Groups | Search | Server Info | Keyboard shortcuts | Login | Register [http] [https] [nntp] [nntps]
Groups > comp.lang.python > #46223 > unrolled thread
| Started by | Bryan Britten <britten.bryan@gmail.com> |
|---|---|
| First post | 2013-05-27 13:47 -0700 |
| Last post | 2013-05-27 21:40 -0400 |
| Articles | 11 — 7 participants |
Back to article view | Back to comp.lang.python
Reading *.json from URL - json.loads() versus urllib.urlopen.readlines() Bryan Britten <britten.bryan@gmail.com> - 2013-05-27 13:47 -0700
Re: Reading *.json from URL - json.loads() versus urllib.urlopen.readlines() Roy Smith <roy@panix.com> - 2013-05-27 16:56 -0400
Re: Reading *.json from URL - json.loads() versus urllib.urlopen.readlines() Bryan Britten <britten.bryan@gmail.com> - 2013-05-27 14:29 -0700
Re: Reading *.json from URL - json.loads() versus urllib.urlopen.readlines() Denis McMahon <denismfmcmahon@gmail.com> - 2013-05-27 21:35 +0000
Re: Reading *.json from URL - json.loads() versus urllib.urlopen.readlines() Fábio Santos <fabiosantosart@gmail.com> - 2013-05-28 00:36 +0100
Re: Reading *.json from URL - json.loads() versus urllib.urlopen.readlines() Dave Angel <davea@davea.name> - 2013-05-27 19:58 -0400
Re: Reading *.json from URL - json.loads() versus urllib.urlopen.readlines() Bryan Britten <britten.bryan@gmail.com> - 2013-05-27 20:11 -0700
Re: Reading *.json from URL - json.loads() versus urllib.urlopen.readlines() Fábio Santos <fabiosantosart@gmail.com> - 2013-05-28 08:31 +0100
Re: Reading *.json from URL - json.loads() versus urllib.urlopen.readlines() Bryan Britten <britten.bryan@gmail.com> - 2013-05-28 07:32 -0700
Re: Reading *.json from URL - json.loads() versus urllib.urlopen.readlines() Alister <alister.ware@ntlworld.com> - 2013-05-28 17:52 +0000
Re: Reading *.json from URL - json.loads() versus urllib.urlopen.readlines() Dennis Lee Bieber <wlfraed@ix.netcom.com> - 2013-05-27 21:40 -0400
| From | Bryan Britten <britten.bryan@gmail.com> |
|---|---|
| Date | 2013-05-27 13:47 -0700 |
| Subject | Reading *.json from URL - json.loads() versus urllib.urlopen.readlines() |
| Message-ID | <10be5c62-4c58-4b4f-b00a-82d85ee4ef8e@googlegroups.com> |
Hey, everyone!
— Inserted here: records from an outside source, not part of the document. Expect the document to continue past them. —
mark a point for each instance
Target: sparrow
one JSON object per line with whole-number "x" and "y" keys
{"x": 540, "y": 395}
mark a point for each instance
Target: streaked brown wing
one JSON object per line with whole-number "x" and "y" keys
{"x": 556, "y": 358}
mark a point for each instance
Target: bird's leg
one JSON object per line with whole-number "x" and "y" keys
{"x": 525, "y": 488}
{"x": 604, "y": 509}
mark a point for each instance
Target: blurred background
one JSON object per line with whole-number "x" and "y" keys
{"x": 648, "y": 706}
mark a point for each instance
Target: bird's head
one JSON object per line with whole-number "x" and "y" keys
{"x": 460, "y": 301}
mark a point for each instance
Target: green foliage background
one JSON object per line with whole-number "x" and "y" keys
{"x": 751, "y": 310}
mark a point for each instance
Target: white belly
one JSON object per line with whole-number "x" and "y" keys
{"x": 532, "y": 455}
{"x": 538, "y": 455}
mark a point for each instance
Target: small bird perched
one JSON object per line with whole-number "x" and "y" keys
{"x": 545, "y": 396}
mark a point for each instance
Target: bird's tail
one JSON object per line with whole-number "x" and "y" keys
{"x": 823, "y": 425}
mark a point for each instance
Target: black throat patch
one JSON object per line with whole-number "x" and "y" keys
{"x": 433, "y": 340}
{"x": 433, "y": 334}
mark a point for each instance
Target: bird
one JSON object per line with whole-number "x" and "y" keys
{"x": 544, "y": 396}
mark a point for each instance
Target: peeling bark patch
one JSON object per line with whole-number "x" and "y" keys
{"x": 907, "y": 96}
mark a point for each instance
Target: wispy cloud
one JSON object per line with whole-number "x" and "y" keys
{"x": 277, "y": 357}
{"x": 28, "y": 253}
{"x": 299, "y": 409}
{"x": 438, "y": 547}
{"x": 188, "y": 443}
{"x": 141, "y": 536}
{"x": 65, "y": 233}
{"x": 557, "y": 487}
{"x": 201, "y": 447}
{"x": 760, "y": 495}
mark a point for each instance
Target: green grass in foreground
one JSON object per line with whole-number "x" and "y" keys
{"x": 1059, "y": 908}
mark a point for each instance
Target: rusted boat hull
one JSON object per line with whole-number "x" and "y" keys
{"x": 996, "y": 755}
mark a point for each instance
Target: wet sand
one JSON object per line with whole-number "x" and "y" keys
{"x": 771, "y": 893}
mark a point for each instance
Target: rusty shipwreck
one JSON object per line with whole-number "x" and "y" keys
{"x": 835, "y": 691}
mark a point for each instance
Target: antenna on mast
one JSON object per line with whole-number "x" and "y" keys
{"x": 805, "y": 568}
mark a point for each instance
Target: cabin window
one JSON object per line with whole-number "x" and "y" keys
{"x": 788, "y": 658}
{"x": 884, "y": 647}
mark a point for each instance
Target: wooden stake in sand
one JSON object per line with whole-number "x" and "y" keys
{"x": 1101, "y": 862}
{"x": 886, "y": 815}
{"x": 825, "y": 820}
I'm very new to Python and have only been using it for a couple of days, but have some experience in programming (albeit mostly statistical programming in SAS or R) so I'm hoping someone can answer this question in a technical way, but without using an abundant amount of jargon. The issue I'm having is that I'm trying to pull information from a website to practice Python with, but I'm having trouble getting the data in a timely fashion. If I use the following code: <code> import json import urllib urlStr = "https://stream.twitter.com/1/statuses/sample.json" twtrDict = [json.loads(line) for line in urllib.urlopen(urlStr)] </code> I get a memory issue. I'm running 32-bit Python 2.7 with 4 gigs of RAM if that helps at all. If I use the following code: <code> import urllib urlStr = "https://stream.twitter.com/1/statuses/sample.json" fileHandle = urllib.urlopen(urlStr) twtrText = fileHandle.readlines() </code> It takes hours (upwards of 6 or 7, if not more) to finish computing the last command. With that being said, my question is whether there is a more efficient manner to do this. I'm worried that if it's taking this long to process the .readlines() command, trying to work with the data is going to be a computational nightmare. Thanks in advance for any insights or advice!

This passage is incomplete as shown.